The college has reorganized the Fine Arts Library in Sibley Dome, in preparation for moving its collections to a newly designed facility in Rand Hall within three years. Other improvements include the installation of new elevators and handicapped-accessible washrooms in Sibley and Rand halls; and upgrades to several offices, architecture studios, and the shop and digital fabrication facilities in Rand.
A dozen architecture faculty offices have moved from Rand Hall to new quarters in Sibley Dome and East Sibley, within the Fine Arts Library facing the Arts Quad.

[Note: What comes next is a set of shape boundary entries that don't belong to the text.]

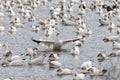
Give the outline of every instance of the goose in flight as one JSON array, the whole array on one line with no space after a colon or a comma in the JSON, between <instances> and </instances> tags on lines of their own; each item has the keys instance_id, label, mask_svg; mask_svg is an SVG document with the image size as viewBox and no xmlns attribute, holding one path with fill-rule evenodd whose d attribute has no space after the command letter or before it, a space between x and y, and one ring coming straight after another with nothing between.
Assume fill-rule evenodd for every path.
<instances>
[{"instance_id":1,"label":"goose in flight","mask_svg":"<svg viewBox=\"0 0 120 80\"><path fill-rule=\"evenodd\" d=\"M57 39L55 41L50 41L50 40L36 40L36 39L33 39L33 38L32 38L32 41L34 41L36 43L44 44L45 46L48 46L48 47L50 47L51 45L53 45L53 50L57 51L57 50L61 50L61 48L64 45L68 44L68 43L80 40L79 38L77 38L77 39L70 39L70 40L60 40L58 36L59 36L59 33L57 33L57 35L56 35Z\"/></svg>"}]
</instances>

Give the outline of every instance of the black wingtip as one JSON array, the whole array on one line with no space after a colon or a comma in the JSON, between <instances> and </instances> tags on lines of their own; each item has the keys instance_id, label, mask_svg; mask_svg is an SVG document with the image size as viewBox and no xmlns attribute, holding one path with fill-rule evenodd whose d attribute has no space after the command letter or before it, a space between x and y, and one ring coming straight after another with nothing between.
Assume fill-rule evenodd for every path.
<instances>
[{"instance_id":1,"label":"black wingtip","mask_svg":"<svg viewBox=\"0 0 120 80\"><path fill-rule=\"evenodd\" d=\"M40 41L35 40L35 39L33 39L33 38L31 38L31 40L34 41L34 42L36 42L36 43L40 43Z\"/></svg>"}]
</instances>

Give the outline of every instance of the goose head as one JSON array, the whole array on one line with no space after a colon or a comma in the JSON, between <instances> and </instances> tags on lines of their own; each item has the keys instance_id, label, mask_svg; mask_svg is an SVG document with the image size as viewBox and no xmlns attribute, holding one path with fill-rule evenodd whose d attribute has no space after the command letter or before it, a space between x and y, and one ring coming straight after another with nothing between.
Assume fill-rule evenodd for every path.
<instances>
[{"instance_id":1,"label":"goose head","mask_svg":"<svg viewBox=\"0 0 120 80\"><path fill-rule=\"evenodd\" d=\"M103 41L104 41L104 42L109 42L109 39L108 39L107 37L105 37L105 38L103 39Z\"/></svg>"},{"instance_id":2,"label":"goose head","mask_svg":"<svg viewBox=\"0 0 120 80\"><path fill-rule=\"evenodd\" d=\"M109 54L109 56L110 57L116 57L117 55L116 55L116 53L112 52L112 53Z\"/></svg>"},{"instance_id":3,"label":"goose head","mask_svg":"<svg viewBox=\"0 0 120 80\"><path fill-rule=\"evenodd\" d=\"M2 65L3 67L6 67L6 66L8 66L8 64L9 64L9 61L5 61L5 62L3 62L1 65Z\"/></svg>"},{"instance_id":4,"label":"goose head","mask_svg":"<svg viewBox=\"0 0 120 80\"><path fill-rule=\"evenodd\" d=\"M58 68L57 72L62 72L62 67Z\"/></svg>"},{"instance_id":5,"label":"goose head","mask_svg":"<svg viewBox=\"0 0 120 80\"><path fill-rule=\"evenodd\" d=\"M102 73L105 74L107 72L107 69L102 69Z\"/></svg>"},{"instance_id":6,"label":"goose head","mask_svg":"<svg viewBox=\"0 0 120 80\"><path fill-rule=\"evenodd\" d=\"M108 59L108 56L106 54L99 53L97 55L97 59L100 60L100 61L105 60L105 59Z\"/></svg>"}]
</instances>

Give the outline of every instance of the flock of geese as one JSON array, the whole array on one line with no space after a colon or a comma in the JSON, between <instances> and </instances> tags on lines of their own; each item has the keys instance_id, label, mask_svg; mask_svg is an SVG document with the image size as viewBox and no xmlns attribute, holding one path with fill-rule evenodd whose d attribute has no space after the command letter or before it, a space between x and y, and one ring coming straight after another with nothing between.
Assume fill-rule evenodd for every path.
<instances>
[{"instance_id":1,"label":"flock of geese","mask_svg":"<svg viewBox=\"0 0 120 80\"><path fill-rule=\"evenodd\" d=\"M79 56L80 48L84 45L86 37L93 34L93 31L86 25L84 17L86 15L87 9L90 9L92 12L95 12L99 19L99 27L107 27L109 32L112 33L117 29L116 35L111 35L104 37L104 42L112 42L113 52L106 55L99 53L97 56L98 61L108 60L110 57L120 56L120 10L119 10L119 0L106 0L111 4L106 4L103 0L91 0L90 6L88 6L85 0L59 0L57 6L50 6L49 9L49 18L41 18L38 20L36 25L31 27L33 32L38 33L39 31L44 31L44 36L46 39L35 39L32 37L30 40L33 41L33 44L37 43L41 46L47 46L52 51L61 51L64 49L64 46L71 44L72 49L70 53L73 56ZM33 14L33 10L38 9L39 6L47 6L47 4L53 4L53 0L3 0L0 1L0 18L8 16L9 18L9 31L11 34L15 33L18 28L25 28L25 24L21 21L19 16L16 16L16 13L28 21L34 22L37 21L37 17ZM74 14L74 6L77 6ZM14 11L14 8L17 8L17 11ZM5 12L5 13L4 13ZM116 24L113 22L113 18L117 16ZM75 29L75 38L61 40L59 27L61 26L70 26ZM0 32L6 30L5 26L0 26ZM55 40L49 40L50 37L56 35ZM35 43L34 43L35 42ZM72 80L86 80L86 75L91 76L103 76L108 70L104 68L97 68L93 65L93 61L85 61L80 66L80 72L71 70L69 68L64 68L62 63L59 61L60 54L44 54L38 55L38 48L26 48L26 53L21 55L14 55L11 50L8 49L6 43L0 44L1 49L4 50L3 56L5 61L1 63L1 66L23 66L24 60L26 57L29 57L28 65L46 65L44 63L45 58L48 59L49 68L55 68L56 74L61 75L72 75ZM13 80L11 78L6 78L4 80Z\"/></svg>"}]
</instances>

To accommodate the new offices, library collections were consolidated under the dome and on the second floor, vacating the third floor and moving 78,000 volumes temporarily to the Library Annex. (Annexed Fine Arts Library holdings remain available for recall with a 24-hour turnaround on requests.)

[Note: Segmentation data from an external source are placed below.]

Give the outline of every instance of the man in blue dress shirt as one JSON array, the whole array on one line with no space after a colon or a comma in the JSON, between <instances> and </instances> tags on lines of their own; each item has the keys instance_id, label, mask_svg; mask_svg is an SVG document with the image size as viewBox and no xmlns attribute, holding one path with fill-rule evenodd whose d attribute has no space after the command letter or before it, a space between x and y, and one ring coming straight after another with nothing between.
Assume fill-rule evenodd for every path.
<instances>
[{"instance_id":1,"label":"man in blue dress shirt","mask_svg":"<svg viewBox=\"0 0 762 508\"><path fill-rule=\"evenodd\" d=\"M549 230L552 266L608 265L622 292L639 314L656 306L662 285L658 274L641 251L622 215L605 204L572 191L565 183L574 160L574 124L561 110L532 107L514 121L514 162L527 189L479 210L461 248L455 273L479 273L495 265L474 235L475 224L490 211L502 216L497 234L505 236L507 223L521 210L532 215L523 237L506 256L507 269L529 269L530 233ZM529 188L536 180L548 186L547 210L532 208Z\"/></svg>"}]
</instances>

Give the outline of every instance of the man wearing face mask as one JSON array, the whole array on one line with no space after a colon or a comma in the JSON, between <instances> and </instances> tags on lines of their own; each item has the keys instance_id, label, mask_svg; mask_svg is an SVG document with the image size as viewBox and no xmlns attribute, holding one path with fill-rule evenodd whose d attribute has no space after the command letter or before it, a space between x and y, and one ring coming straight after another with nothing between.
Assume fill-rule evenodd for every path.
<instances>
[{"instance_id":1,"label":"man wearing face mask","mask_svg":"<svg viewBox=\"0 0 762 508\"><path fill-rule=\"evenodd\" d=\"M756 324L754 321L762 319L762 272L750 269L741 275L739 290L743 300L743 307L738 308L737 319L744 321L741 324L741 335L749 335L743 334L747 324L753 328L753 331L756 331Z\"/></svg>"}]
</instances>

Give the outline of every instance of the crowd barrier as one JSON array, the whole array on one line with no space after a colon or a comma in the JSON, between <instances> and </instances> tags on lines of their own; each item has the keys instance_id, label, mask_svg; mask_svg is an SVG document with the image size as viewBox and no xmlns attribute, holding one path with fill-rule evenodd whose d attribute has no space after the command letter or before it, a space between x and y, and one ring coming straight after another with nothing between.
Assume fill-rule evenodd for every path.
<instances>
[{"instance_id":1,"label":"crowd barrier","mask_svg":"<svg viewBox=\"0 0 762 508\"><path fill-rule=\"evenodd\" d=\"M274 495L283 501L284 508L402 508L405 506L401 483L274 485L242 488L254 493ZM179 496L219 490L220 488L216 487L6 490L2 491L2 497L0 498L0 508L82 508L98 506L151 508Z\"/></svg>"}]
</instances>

Cornell University Librarian Anne Kenney said in an email to staff that the lack of air conditioning and other environmental controls in Sibley prompted a decision to move the library to better preserve its collections, as recommended by consultants in a 2007 report.

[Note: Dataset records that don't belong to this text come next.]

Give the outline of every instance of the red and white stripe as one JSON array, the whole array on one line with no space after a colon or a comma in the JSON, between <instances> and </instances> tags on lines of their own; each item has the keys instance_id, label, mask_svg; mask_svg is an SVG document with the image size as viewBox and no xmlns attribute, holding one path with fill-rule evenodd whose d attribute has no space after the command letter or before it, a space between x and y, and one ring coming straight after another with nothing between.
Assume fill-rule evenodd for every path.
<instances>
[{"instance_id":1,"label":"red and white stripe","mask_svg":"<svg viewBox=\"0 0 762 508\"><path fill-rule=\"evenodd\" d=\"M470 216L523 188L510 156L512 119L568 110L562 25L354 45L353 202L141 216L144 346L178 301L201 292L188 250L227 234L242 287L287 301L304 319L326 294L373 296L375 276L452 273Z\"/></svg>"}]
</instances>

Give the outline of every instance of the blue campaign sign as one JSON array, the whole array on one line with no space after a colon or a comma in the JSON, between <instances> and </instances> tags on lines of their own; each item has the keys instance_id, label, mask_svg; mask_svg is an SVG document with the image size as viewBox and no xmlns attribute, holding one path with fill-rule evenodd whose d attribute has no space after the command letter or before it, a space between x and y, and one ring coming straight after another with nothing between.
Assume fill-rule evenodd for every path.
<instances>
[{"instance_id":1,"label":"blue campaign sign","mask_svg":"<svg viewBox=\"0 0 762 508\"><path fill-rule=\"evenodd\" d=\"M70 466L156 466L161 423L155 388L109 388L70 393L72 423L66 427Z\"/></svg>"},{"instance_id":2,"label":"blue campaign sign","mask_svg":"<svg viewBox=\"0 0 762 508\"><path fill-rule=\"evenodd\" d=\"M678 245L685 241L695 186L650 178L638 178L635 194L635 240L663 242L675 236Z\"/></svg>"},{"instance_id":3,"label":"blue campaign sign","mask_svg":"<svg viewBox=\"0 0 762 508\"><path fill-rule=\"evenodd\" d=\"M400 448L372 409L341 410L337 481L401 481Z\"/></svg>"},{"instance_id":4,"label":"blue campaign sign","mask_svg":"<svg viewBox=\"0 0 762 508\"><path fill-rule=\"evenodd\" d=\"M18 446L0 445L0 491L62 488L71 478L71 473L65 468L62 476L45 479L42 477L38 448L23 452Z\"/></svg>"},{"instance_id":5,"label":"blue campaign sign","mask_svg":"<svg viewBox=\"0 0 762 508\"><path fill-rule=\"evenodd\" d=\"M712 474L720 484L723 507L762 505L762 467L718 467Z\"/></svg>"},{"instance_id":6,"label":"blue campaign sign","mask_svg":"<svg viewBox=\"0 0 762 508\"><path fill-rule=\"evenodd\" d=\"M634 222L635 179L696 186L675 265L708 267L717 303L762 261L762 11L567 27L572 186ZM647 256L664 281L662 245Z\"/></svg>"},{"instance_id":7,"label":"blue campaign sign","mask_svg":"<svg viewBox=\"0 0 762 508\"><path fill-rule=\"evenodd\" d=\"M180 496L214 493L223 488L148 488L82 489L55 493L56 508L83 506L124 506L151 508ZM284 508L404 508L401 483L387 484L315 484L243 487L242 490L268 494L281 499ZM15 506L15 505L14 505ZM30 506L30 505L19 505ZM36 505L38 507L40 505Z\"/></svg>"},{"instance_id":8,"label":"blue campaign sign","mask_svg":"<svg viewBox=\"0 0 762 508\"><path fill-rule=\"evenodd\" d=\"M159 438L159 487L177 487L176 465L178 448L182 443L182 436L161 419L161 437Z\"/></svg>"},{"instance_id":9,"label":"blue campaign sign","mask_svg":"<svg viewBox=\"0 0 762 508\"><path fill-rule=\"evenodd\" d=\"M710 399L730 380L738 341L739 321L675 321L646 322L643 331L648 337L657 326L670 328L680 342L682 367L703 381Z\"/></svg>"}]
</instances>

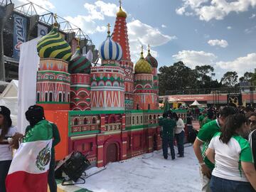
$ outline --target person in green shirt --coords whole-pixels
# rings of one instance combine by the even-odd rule
[[[214,112],[212,110],[208,110],[206,117],[202,121],[202,127],[214,119]]]
[[[202,122],[203,122],[203,119],[206,118],[206,112],[203,111],[201,115],[200,115],[198,117],[200,128],[202,127]]]
[[[171,159],[175,159],[174,151],[174,127],[176,121],[172,118],[172,113],[169,111],[163,114],[163,118],[159,121],[159,126],[162,127],[162,148],[165,159],[168,159],[168,145],[170,146]]]
[[[211,172],[214,169],[214,164],[212,164],[206,156],[206,151],[214,134],[220,131],[220,127],[225,123],[225,119],[230,114],[238,112],[236,108],[225,106],[220,112],[220,117],[215,121],[211,121],[205,124],[200,129],[197,137],[193,144],[195,154],[198,159],[201,166],[200,174],[202,183],[201,191],[210,192],[210,179]],[[203,151],[201,146],[203,144]]]
[[[52,122],[46,120],[43,108],[39,105],[33,105],[29,107],[28,110],[26,112],[26,118],[29,122],[30,125],[26,128],[25,136],[28,134],[30,131],[37,124],[43,121],[50,124],[53,132],[53,144],[51,149],[51,159],[48,175],[48,183],[50,192],[57,192],[57,183],[55,180],[55,150],[54,147],[60,142],[60,133],[57,126]]]

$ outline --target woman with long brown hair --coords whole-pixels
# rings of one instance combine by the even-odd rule
[[[16,132],[12,127],[11,111],[6,107],[0,106],[0,192],[6,192],[5,180],[11,160],[11,138]]]
[[[215,164],[210,184],[212,192],[250,192],[256,189],[251,149],[242,137],[249,129],[245,114],[231,114],[221,132],[211,139],[206,156]]]

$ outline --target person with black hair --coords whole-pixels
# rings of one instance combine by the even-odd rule
[[[185,124],[183,119],[176,112],[174,113],[174,117],[176,121],[174,137],[178,145],[178,157],[184,157]]]
[[[206,151],[215,164],[210,180],[212,192],[250,192],[256,190],[256,171],[251,149],[242,135],[250,129],[243,114],[227,117]],[[254,189],[253,189],[254,188]]]
[[[207,116],[202,121],[202,124],[201,124],[202,127],[205,124],[208,123],[208,122],[211,122],[213,119],[214,119],[213,110],[208,110],[208,112],[207,112]]]
[[[224,125],[226,118],[233,114],[238,112],[236,108],[225,106],[220,111],[220,117],[215,121],[211,121],[200,129],[197,137],[193,143],[195,154],[200,164],[200,176],[201,178],[201,191],[208,192],[210,190],[210,179],[211,172],[214,169],[214,164],[211,163],[206,156],[208,146],[214,134],[220,130]],[[203,151],[201,146],[203,144]]]
[[[26,118],[29,122],[30,125],[26,128],[26,134],[33,129],[36,124],[41,121],[46,121],[44,110],[41,106],[33,105],[29,107],[28,110],[26,112]],[[52,122],[48,122],[53,129],[53,144],[51,149],[51,159],[48,175],[48,183],[50,192],[57,192],[57,183],[55,180],[55,149],[54,147],[60,142],[60,133],[57,126]]]
[[[176,122],[172,119],[172,113],[169,111],[163,114],[163,118],[159,119],[159,126],[162,127],[162,148],[165,159],[168,159],[168,146],[170,146],[171,159],[175,159],[174,130]]]
[[[5,106],[0,106],[0,192],[6,191],[5,180],[12,160],[12,137],[17,132],[12,127],[11,111]]]
[[[252,156],[256,169],[256,113],[251,113],[248,119],[250,133],[248,137],[249,143],[252,148]]]

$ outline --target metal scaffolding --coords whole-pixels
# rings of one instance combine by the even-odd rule
[[[4,0],[2,0],[4,1]],[[7,1],[7,0],[6,0]],[[10,0],[11,1],[11,0]],[[14,8],[14,11],[28,16],[39,16],[39,21],[45,24],[52,26],[55,22],[54,14],[43,7],[28,1],[28,3]],[[40,14],[39,14],[40,13]],[[60,26],[60,30],[66,33],[74,33],[75,36],[80,40],[86,39],[87,45],[92,46],[92,40],[81,28],[69,22],[64,18],[58,16],[57,22]]]

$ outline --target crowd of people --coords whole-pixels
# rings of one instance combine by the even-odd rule
[[[196,117],[198,132],[193,128],[195,116],[188,110],[188,142],[193,143],[199,161],[201,191],[247,192],[256,190],[256,112],[251,107],[228,105],[206,109]],[[164,158],[175,159],[174,143],[179,157],[184,156],[184,123],[171,110],[159,119],[162,127]],[[191,133],[196,133],[191,135]]]
[[[162,148],[165,159],[168,159],[168,146],[171,149],[171,159],[175,159],[174,140],[178,146],[178,157],[184,157],[185,124],[183,119],[176,113],[171,110],[163,114],[159,124],[162,127]]]
[[[193,149],[201,191],[255,191],[256,113],[225,106],[203,111],[198,120]]]
[[[50,192],[57,192],[57,184],[54,177],[55,151],[54,146],[60,142],[57,126],[46,120],[43,108],[38,105],[31,106],[26,112],[26,118],[29,125],[25,134],[18,133],[16,127],[12,126],[11,111],[5,106],[0,106],[0,192],[6,192],[6,178],[13,159],[13,149],[17,149],[23,139],[29,140],[36,134],[37,124],[43,122],[45,129],[52,132],[53,144],[51,159],[48,175],[48,183]]]

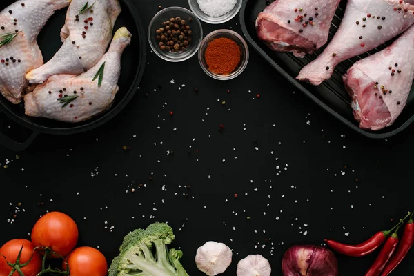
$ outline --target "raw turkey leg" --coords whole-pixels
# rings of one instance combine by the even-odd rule
[[[414,26],[384,50],[356,62],[344,76],[362,128],[391,126],[406,105],[414,78]]]
[[[121,12],[119,3],[118,0],[89,1],[90,5],[95,5],[79,14],[86,3],[86,0],[72,1],[61,32],[63,45],[50,61],[26,75],[31,83],[43,83],[56,74],[79,75],[105,54]]]
[[[414,6],[400,0],[348,0],[335,37],[317,59],[297,79],[317,86],[329,79],[337,65],[377,47],[414,23]]]
[[[0,46],[0,92],[12,103],[21,101],[28,87],[26,73],[43,63],[36,41],[40,30],[55,10],[67,7],[70,2],[21,0],[0,12],[0,36],[19,32],[11,42]],[[3,40],[0,38],[0,41]]]
[[[311,54],[328,41],[340,0],[276,0],[256,20],[260,40],[276,52]],[[302,18],[301,18],[302,17]]]
[[[87,72],[79,76],[57,75],[50,77],[25,96],[26,114],[75,123],[109,109],[119,90],[121,56],[130,41],[131,34],[123,27],[115,33],[108,52]],[[99,87],[99,77],[92,79],[103,64]],[[66,106],[65,103],[68,103]]]

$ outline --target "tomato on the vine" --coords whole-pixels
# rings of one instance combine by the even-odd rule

The office moves and library reorganization are being carried out in conjunction with the Milstein Hall project. The college also plans to convert the second floor of East Sibley, now library space, into architecture studios.
When completed in summer 2011, Milstein Hall, designed by Rem Koolhaas and the Office for Metropolitan Architecture, will connect to the second floors of East Sibley and Rand. The Milstein project has necessitated and made feasible much of the work in the other two buildings.
"The beauty of what's beginning to happen, and will be realized in a year's time, is creating both horizontal and vertical flow, and connecting the three departments physically, in a really profound and wonderful way," said Assistant Dean Peter Turner.
Where the faculty offices were at the end of the last semester, the first floor of Rand now features an open floor plan, as studio space for second-year architecture students who had been using a leased building downtown on Esty Street for the past three years.
Other improvements completed in Rand Hall this spring and summer include asbestos removal; the installation of new electrical service, plumbing and an HVAC system; as well as a mechanical room for utilities serving Milstein Hall. The shop on the first floor of Rand has been remodeled and expanded, and a dedicated area for digital fabrication created, with a clean room for computers, 3D printers, and laser cutters.
The Foundry and Kiln buildings, which house sculpture studios, recently reopened. The structures were closed in late May for safety reasons due to gorge erosion. Erik Eshelman of Facilities Engineering reported that a slope stabilization system was successfully installed and completed in mid-August, consisting of steel pipe piles drilled into the gorge slope and underground soil-crete columns.
Sibley Dome will also receive new roofing, as a separate maintenance project.
The college's other dome, an architectural feature on the first floor of Milstein, is being readied for a finish-concrete pour on September 20. One side of its exterior will have seating for a 273-seat auditorium and lecture hall, while its opposite side will be rimmed by an exterior walkway. The dome's interior will be critique and informal space for AAP students.